Senior Column | ‘R&R’ How the pandemic shaped law school applications

More applications, higher test scores overall, and a lack of transparency from schools made this one of the most competitive application seasons ever.

Evan Mantler, Opinions Columnist


As a junior in college preparing to apply to law school, I never anticipated how massively the pandemic would affect my life, particularly during this year’s law school admissions process. I’m happy to be graduating this spring and headed off to the University of California Berkeley School of Law in the fall, but my experience of this admissions cycle has shown me just how vulnerable so many of our systems are.

This year, the number of applicants for law schools jumped nearly 30 percent. In addition, each applicant submitted more applications on average than previous years.

Last cycle, when the country was just starting to feel the effects of the pandemic, many prospective law students decided to delay their applications and save them for this year. Still, others who were accepted into schools deferred their enrollment to this year, too.

All this together means more people are competing for fewer spots — and they also have less to differentiate them.

The primary factors in the law-school admissions process are a student’s undergraduate GPA, essay responses, and their Law School Admissions Test score. During the pandemic, the Law School Admissions Council, the company that administers the LSAT, canceled in-person tests.

Instead, they introduced the LSAT Flex, a shorter at-home test that uses online proctoring software. In an attempt to prevent cheating, the Flex test reduced the time applicants would spend testing by removing two sections from the typical LSAT.

The altered distribution in the types of questions testers answer makes the Flex a fundamentally different test than the regularly administered LSAT, which is scored on a curve. Scores from the Flex test were less predictable, and generated higher scores than usual, making the cycle even more competitive overall.

In response to a competitive and confusing application season, schools postponed their decisions and hedged their bets by relying increasingly on wait lists, yet still ended up over-enrolling. Based on information from LawSchoolData.org, some schools are estimated to have several thousand students on multiple tiers of wait lists but are expected to admit only 50 to 75 students from those lists.

The lack of transparency from schools also includes fluctuating timelines for students to receive information key to their decisions. Each school sets its own deadlines for applications, but schools don’t have to provide a date by which students can expect an answer. Schools’ timelines often do not match up, meaning that students may be asked to make commitments to one school, while still waiting for admissions decisions and financial aid information from others.

Students are left with a dilemma — either put down non-refundable seat deposits or lose out on opportunities while they wait for more responses. Some state schools require only a tentative intent to enroll without a deposit, while schools like George Washington University charge up to $3,000 to reserve a spot.

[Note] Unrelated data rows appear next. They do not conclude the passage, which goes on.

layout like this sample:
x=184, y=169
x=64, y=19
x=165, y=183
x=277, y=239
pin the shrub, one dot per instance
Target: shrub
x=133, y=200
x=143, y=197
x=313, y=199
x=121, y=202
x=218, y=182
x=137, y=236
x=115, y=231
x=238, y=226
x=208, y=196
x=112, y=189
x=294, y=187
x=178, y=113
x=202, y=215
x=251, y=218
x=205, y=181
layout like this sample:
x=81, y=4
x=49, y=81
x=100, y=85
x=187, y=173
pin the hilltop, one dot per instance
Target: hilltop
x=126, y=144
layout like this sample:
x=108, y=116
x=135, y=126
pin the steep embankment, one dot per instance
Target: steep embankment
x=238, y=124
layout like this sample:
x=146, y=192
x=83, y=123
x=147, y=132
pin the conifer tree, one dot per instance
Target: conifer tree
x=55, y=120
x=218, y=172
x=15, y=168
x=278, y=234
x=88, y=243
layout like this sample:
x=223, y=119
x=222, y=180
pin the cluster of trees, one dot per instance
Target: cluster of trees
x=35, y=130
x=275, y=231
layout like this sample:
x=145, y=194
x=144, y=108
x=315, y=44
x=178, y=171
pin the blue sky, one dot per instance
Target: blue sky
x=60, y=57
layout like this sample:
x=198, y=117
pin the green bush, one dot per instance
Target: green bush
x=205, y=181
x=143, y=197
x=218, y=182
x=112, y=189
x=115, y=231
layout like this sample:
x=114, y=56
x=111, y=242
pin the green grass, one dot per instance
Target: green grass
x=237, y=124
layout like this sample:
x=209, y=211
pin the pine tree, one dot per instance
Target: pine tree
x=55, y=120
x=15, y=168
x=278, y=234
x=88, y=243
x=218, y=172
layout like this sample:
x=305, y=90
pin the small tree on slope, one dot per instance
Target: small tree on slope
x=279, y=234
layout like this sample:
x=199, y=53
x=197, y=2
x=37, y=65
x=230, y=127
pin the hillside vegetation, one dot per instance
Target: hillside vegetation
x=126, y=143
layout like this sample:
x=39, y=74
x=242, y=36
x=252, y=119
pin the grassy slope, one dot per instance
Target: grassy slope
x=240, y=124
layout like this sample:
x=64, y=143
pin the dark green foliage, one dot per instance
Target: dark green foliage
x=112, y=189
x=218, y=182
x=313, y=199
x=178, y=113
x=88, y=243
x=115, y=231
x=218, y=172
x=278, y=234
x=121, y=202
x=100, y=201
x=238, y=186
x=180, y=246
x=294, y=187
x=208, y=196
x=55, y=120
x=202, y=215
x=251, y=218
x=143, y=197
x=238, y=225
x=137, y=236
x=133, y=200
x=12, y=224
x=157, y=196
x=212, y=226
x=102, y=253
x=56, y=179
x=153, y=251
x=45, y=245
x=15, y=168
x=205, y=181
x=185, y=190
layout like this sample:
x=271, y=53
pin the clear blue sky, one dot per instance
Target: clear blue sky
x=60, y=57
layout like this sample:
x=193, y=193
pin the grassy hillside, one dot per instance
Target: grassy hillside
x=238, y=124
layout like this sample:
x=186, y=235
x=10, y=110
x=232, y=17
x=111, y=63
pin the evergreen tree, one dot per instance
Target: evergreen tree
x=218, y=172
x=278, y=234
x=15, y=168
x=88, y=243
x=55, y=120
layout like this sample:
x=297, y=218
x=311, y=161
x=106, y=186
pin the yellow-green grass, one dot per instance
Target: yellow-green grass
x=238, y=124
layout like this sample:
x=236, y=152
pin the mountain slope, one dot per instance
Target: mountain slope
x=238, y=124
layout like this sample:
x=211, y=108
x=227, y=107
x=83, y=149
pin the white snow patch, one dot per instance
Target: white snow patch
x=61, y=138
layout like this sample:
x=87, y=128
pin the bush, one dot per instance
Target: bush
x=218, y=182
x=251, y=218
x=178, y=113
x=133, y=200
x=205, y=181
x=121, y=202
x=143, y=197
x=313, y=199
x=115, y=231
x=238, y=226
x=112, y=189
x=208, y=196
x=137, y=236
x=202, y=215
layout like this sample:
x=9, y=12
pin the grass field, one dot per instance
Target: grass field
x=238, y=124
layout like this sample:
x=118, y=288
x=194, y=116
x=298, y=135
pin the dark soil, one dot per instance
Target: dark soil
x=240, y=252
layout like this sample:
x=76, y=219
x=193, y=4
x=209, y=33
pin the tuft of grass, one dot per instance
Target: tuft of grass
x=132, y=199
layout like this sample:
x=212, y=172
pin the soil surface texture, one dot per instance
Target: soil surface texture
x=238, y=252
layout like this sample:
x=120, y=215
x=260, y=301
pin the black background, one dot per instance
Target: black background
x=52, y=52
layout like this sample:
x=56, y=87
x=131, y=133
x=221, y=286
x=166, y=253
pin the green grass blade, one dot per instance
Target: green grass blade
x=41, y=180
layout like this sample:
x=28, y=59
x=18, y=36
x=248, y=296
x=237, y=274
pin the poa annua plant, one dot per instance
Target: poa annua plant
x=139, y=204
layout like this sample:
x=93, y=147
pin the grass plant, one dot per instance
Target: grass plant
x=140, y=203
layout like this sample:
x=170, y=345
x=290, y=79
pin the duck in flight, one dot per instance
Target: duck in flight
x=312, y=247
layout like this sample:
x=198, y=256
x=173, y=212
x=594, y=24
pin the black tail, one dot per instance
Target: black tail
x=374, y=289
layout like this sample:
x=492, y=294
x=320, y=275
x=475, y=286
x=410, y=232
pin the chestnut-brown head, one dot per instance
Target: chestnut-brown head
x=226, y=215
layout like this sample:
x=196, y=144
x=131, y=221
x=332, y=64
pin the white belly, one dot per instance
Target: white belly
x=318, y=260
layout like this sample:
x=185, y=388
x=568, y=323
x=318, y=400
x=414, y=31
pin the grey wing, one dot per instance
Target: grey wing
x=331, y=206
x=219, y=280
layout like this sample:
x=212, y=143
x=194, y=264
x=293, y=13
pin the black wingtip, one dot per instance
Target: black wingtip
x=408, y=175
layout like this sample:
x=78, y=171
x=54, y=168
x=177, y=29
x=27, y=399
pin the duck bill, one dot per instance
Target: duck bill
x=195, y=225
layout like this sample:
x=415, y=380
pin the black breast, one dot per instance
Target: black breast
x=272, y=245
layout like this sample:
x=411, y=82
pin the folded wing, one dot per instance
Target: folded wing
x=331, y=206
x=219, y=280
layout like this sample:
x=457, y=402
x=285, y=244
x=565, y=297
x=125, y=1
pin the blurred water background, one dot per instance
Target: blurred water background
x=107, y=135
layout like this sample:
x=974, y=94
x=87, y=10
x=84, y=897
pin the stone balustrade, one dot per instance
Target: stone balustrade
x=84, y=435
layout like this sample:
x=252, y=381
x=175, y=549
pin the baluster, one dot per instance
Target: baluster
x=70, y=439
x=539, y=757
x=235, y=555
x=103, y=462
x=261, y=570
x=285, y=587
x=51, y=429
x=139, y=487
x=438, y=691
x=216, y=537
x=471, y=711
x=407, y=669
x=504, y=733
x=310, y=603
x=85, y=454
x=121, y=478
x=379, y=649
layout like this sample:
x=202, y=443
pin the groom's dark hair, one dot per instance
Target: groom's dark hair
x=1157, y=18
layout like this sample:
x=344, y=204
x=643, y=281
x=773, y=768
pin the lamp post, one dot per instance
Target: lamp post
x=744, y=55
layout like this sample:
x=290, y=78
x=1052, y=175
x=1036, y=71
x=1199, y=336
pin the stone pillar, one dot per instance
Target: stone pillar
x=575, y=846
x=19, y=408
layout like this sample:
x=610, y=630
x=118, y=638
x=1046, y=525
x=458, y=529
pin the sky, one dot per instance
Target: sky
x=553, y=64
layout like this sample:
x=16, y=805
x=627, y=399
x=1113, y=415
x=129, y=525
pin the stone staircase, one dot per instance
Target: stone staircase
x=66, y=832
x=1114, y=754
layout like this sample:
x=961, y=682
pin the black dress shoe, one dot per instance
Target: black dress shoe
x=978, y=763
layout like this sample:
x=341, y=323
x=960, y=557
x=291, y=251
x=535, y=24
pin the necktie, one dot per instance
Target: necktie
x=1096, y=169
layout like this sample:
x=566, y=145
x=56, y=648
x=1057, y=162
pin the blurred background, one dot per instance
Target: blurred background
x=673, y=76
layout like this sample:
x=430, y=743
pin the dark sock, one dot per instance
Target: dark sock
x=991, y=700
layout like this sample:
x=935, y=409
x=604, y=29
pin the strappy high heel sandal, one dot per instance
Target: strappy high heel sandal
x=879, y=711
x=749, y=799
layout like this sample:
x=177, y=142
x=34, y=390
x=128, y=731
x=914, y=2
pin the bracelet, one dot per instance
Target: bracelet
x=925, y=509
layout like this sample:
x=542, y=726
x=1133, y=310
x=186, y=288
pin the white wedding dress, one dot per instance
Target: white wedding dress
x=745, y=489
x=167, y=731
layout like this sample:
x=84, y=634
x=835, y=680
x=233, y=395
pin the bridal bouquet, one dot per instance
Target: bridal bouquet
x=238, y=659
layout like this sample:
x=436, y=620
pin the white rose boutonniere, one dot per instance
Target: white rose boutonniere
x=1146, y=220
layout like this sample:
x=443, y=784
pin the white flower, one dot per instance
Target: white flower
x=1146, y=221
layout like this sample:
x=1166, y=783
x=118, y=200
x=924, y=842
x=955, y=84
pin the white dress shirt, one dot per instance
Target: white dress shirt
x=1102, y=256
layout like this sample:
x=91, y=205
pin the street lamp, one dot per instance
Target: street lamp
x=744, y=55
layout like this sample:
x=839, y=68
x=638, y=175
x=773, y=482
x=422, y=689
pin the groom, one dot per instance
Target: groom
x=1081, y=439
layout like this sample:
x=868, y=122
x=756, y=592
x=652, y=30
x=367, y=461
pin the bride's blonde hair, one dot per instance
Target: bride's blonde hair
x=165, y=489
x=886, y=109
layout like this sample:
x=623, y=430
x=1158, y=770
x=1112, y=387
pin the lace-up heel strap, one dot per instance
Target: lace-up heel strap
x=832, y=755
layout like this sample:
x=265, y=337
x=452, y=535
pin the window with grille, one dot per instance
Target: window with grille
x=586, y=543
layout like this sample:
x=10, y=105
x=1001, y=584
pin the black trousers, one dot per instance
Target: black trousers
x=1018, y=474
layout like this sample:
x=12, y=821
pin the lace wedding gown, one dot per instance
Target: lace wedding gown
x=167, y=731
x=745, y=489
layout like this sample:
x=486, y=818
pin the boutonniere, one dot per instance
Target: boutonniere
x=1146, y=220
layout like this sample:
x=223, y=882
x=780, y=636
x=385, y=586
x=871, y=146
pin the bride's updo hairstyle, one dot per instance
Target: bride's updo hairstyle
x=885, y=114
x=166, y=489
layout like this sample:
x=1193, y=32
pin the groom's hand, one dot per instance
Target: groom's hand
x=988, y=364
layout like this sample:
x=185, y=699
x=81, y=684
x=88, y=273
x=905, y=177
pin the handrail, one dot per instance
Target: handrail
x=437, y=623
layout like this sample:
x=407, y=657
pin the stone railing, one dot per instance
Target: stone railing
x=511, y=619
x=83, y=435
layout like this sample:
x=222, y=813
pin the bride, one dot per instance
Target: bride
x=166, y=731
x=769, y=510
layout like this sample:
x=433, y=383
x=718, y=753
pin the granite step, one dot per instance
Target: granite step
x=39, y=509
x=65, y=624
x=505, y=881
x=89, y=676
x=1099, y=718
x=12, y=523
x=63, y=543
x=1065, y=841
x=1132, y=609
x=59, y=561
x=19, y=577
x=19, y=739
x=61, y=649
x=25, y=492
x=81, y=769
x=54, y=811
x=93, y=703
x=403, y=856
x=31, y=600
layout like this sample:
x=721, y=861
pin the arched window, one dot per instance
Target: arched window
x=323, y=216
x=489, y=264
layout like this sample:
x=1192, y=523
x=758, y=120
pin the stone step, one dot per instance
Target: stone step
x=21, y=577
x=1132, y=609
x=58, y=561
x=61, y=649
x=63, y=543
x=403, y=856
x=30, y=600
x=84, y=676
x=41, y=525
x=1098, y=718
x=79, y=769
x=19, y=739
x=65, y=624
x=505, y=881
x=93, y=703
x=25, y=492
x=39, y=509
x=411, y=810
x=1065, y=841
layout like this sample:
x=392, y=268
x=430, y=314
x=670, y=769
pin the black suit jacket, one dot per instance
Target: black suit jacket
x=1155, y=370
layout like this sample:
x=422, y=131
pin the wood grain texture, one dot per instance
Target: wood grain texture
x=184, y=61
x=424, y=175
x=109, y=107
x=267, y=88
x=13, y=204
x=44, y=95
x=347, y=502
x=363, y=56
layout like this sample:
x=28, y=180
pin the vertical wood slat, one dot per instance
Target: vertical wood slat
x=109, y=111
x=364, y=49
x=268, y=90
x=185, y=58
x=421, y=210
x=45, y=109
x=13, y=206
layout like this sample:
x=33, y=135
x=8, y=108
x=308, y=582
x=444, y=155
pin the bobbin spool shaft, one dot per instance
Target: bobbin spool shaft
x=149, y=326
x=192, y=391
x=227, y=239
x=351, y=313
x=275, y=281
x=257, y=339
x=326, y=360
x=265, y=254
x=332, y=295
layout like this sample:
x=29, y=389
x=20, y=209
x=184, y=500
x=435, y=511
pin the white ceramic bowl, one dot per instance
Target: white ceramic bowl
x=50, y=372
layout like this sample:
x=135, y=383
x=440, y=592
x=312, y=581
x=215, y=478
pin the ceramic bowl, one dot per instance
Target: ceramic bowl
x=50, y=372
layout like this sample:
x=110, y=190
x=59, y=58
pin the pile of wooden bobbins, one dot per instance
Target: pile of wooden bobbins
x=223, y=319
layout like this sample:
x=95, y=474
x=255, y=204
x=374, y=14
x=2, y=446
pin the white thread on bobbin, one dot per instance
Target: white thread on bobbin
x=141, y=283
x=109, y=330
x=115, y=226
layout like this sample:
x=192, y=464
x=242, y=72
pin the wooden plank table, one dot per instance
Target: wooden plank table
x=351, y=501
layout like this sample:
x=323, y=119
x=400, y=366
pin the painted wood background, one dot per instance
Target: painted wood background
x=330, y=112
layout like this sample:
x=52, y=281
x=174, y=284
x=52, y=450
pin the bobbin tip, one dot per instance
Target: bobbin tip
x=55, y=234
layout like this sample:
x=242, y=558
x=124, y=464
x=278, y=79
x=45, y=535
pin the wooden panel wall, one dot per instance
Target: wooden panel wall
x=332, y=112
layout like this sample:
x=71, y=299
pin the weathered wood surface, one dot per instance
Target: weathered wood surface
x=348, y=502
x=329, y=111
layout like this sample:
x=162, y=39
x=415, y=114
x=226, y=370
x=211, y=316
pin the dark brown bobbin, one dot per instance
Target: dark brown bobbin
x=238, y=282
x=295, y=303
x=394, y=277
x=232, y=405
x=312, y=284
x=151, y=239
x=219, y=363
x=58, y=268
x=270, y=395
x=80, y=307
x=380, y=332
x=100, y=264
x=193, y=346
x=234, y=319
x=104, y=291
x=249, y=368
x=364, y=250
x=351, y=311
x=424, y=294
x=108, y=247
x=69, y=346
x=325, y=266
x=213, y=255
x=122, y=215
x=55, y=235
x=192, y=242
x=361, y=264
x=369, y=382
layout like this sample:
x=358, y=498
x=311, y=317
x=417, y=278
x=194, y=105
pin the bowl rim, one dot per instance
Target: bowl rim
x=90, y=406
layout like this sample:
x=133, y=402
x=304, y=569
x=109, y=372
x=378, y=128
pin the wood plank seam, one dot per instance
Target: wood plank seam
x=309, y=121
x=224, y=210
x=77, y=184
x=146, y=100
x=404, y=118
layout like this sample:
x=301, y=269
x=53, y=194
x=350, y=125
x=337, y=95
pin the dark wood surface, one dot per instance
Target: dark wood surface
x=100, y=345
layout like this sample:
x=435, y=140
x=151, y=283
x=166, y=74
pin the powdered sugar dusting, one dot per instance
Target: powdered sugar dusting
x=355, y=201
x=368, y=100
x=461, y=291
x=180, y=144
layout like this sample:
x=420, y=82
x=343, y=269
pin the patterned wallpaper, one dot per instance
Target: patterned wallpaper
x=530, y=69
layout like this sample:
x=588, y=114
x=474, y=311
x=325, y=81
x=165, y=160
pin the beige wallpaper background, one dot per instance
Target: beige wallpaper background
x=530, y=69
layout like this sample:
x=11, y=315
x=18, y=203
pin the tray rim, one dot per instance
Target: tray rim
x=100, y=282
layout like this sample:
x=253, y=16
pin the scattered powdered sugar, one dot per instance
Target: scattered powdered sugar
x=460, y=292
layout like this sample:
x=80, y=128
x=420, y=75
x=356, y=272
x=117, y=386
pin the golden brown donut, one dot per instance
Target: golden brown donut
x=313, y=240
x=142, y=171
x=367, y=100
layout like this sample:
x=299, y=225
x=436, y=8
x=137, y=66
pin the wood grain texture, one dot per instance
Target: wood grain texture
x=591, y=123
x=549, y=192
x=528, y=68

Schools scrambling to adapt their processes during the pandemic have in many cases passed the burden onto applicants, leaving people with even less insight to figure out how to respond. Difficult for any applicant, all these further advantage economically privileged students, while others — especially those facing financial strain during the pandemic — are struggling to keep up.

I’m lucky enough to have come out of this process with a great choice for law school, but many of my fellow applicants cannot say the same. While those accepted into the class of 2024 are gearing up for torts and property classes, plenty of this cycle’s applicants are preparing to “R and R” — retake and reapply.


Columns reflect the opinions of the authors and are not necessarily those of the Editorial Board, The Daily Iowan, or other organizations in which the author may be involved.